Sendikamız açıkça anılan Danıştay kararıyla çelişen ve hiçe sayan bu yazı ve ekindeki düzenlemelerin yürütmesinin durdurulması ve iptali istemiyle Danıştay'a tekrar dava açmıştır. Sendikamız bununla da yetinmemiş, 81 il valiliğine yazı göndererek 02.07.2009 gün ve 1925 sayılı yazısının "kanunsuz emir" niteliğinde olduğunu belirtmiş ve valiliklerin bu yazının gereğini yerine getirdiklerinde suç işleyeceklerini ifade etmiştir.
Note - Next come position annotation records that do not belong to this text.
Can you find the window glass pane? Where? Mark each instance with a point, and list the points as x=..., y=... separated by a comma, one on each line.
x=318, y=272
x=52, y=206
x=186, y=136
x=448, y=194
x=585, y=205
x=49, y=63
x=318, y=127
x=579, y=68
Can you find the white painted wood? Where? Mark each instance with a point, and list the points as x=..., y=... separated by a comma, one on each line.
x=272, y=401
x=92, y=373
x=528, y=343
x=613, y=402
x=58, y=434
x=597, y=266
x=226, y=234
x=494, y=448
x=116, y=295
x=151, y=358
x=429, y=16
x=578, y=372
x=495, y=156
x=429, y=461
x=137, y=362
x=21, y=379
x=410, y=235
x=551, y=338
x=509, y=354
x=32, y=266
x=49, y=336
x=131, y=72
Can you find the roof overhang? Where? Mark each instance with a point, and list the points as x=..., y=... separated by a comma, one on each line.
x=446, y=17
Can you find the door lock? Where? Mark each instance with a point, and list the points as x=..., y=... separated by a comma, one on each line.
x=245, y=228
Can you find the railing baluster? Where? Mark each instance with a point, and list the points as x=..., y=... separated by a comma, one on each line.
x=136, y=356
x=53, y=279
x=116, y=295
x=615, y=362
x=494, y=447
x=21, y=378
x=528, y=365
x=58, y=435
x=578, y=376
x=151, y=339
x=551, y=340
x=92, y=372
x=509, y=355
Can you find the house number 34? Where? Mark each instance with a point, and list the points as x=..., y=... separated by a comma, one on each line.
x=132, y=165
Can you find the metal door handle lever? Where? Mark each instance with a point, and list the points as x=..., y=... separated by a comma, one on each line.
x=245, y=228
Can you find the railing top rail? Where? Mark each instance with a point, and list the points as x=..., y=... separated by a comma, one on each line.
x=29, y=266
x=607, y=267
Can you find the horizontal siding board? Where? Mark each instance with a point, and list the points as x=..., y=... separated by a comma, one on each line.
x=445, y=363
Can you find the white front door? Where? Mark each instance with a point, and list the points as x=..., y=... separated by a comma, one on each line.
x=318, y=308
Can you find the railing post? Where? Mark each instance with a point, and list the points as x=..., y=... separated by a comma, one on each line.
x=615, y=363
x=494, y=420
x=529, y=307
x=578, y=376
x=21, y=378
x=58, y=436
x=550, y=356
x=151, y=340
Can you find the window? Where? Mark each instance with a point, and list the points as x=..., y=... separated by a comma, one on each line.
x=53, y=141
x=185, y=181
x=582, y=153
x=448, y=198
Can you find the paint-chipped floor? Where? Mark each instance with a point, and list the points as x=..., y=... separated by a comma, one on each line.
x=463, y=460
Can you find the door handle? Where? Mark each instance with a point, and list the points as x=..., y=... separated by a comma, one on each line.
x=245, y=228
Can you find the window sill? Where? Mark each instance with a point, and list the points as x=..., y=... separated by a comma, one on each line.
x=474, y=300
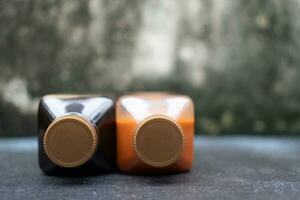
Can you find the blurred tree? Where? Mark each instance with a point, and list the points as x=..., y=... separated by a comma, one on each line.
x=246, y=89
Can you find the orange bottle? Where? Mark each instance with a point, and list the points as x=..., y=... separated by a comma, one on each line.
x=155, y=133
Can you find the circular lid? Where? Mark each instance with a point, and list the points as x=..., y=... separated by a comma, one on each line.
x=70, y=141
x=158, y=141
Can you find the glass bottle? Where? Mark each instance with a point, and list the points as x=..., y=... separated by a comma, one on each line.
x=76, y=134
x=155, y=133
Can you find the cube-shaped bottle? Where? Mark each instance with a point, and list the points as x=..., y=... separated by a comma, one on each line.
x=155, y=133
x=76, y=134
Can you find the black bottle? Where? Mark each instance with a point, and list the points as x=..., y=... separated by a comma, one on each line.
x=76, y=134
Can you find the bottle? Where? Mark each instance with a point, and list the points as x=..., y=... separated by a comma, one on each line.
x=76, y=134
x=155, y=133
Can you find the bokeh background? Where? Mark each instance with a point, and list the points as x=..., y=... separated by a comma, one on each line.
x=239, y=59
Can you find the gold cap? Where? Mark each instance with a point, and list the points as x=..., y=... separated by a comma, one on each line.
x=70, y=141
x=159, y=141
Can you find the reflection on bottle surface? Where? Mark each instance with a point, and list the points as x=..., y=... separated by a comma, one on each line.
x=76, y=134
x=155, y=133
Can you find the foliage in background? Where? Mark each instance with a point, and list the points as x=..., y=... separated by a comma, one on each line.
x=250, y=83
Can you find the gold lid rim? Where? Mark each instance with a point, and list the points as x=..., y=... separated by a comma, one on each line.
x=167, y=162
x=88, y=155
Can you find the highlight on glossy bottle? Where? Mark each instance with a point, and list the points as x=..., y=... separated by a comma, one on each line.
x=76, y=134
x=155, y=133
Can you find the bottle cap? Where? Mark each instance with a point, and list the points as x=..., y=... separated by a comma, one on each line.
x=70, y=141
x=159, y=141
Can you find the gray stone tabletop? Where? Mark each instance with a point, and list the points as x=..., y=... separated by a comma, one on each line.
x=224, y=168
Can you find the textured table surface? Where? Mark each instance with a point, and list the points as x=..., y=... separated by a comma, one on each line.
x=225, y=168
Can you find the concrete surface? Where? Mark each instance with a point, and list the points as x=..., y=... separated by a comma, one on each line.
x=225, y=168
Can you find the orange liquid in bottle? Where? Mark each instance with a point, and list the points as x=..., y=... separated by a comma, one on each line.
x=155, y=133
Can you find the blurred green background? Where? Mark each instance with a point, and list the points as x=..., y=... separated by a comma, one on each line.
x=239, y=59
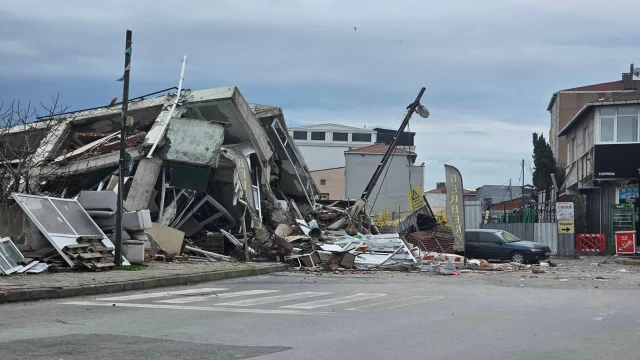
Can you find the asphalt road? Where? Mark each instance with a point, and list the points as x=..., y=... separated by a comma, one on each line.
x=304, y=316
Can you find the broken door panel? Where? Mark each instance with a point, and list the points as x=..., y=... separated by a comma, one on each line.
x=10, y=257
x=208, y=212
x=62, y=221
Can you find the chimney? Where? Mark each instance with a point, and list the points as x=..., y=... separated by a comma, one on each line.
x=627, y=80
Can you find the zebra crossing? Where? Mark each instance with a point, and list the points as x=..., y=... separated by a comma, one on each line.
x=269, y=301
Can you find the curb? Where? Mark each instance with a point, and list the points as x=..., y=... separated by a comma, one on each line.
x=634, y=262
x=142, y=284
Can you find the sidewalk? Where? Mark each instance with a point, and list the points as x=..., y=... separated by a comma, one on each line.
x=157, y=274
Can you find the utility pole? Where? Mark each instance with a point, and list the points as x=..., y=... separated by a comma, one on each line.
x=522, y=189
x=123, y=140
x=510, y=191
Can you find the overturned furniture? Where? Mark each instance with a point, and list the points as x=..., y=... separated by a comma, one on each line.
x=219, y=166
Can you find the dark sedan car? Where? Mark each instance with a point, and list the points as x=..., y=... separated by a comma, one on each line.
x=502, y=245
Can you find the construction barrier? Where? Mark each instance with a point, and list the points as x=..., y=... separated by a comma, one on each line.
x=591, y=242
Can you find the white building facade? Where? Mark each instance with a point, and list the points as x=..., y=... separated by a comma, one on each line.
x=323, y=145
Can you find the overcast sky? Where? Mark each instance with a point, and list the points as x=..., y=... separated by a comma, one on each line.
x=490, y=67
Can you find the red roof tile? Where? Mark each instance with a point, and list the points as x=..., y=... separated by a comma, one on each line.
x=610, y=86
x=376, y=149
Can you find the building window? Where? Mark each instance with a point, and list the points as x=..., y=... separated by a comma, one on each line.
x=585, y=139
x=618, y=125
x=571, y=150
x=300, y=135
x=627, y=129
x=340, y=137
x=361, y=137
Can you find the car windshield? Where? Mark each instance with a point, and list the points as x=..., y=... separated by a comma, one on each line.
x=508, y=237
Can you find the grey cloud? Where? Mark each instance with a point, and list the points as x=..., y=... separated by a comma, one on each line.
x=489, y=66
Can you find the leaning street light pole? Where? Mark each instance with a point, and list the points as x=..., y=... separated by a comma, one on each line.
x=414, y=107
x=123, y=139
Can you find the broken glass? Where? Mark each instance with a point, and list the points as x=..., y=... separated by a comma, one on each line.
x=77, y=217
x=44, y=212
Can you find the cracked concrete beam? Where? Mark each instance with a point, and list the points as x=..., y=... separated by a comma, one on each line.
x=144, y=180
x=83, y=165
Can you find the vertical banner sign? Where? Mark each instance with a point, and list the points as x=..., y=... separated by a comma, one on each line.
x=455, y=205
x=416, y=198
x=565, y=217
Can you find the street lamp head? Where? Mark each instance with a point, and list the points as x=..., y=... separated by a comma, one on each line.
x=422, y=111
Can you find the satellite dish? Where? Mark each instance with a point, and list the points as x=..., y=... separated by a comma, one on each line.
x=422, y=111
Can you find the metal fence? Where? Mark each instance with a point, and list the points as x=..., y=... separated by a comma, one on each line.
x=544, y=233
x=514, y=212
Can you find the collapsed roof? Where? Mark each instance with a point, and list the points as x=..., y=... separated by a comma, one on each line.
x=213, y=146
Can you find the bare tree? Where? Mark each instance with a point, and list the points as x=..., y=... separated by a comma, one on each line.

Aynı şekilde söz konusu yazıyla anılan Danıştay kararını gereğini yerine getirmeyen, etkisiz hale getirmek isteyen Milli Eğitim Bakanlığı Müsteşarı Muammer Yaşar Özgül ve Okul Öncesi Eğitimi Genel Müdürü Remzi İnanlı hakkında da görevi kötüye kullanma gerekçesiyle Yargıtay Cumhuriyet Başsavcılığına şikayette bulunmuştur. Ayrıca sendikamız okul öncesi öğretmen adaylarına yönelik bir kadro kampanyası da başlatmıştır.

ÇÖZÜM BULMASI ZORUNLUDUR
Sendikamız açtığı dava da Danıştay 2.Dairesi 20.8.2009 gün ve E: 2009/4055 sayılı kararıyla Milli Eğitim Bakanlığının 02.07.2009 gün ve 1925 sayılı yazısının ve ekindeki düzenlemelerin yürütmesini durdurulmasına karar vermiştir. Bu süreçte 2009 öğretmen atamalarında okul öncesi öğretmenliğine en çok yer vererek 5278 öğretmen atamış ve hukuken başka seçeneğinin kalmadığını görerek 17 bin kadrosuz usta öğretici alımını durdurmuştur. 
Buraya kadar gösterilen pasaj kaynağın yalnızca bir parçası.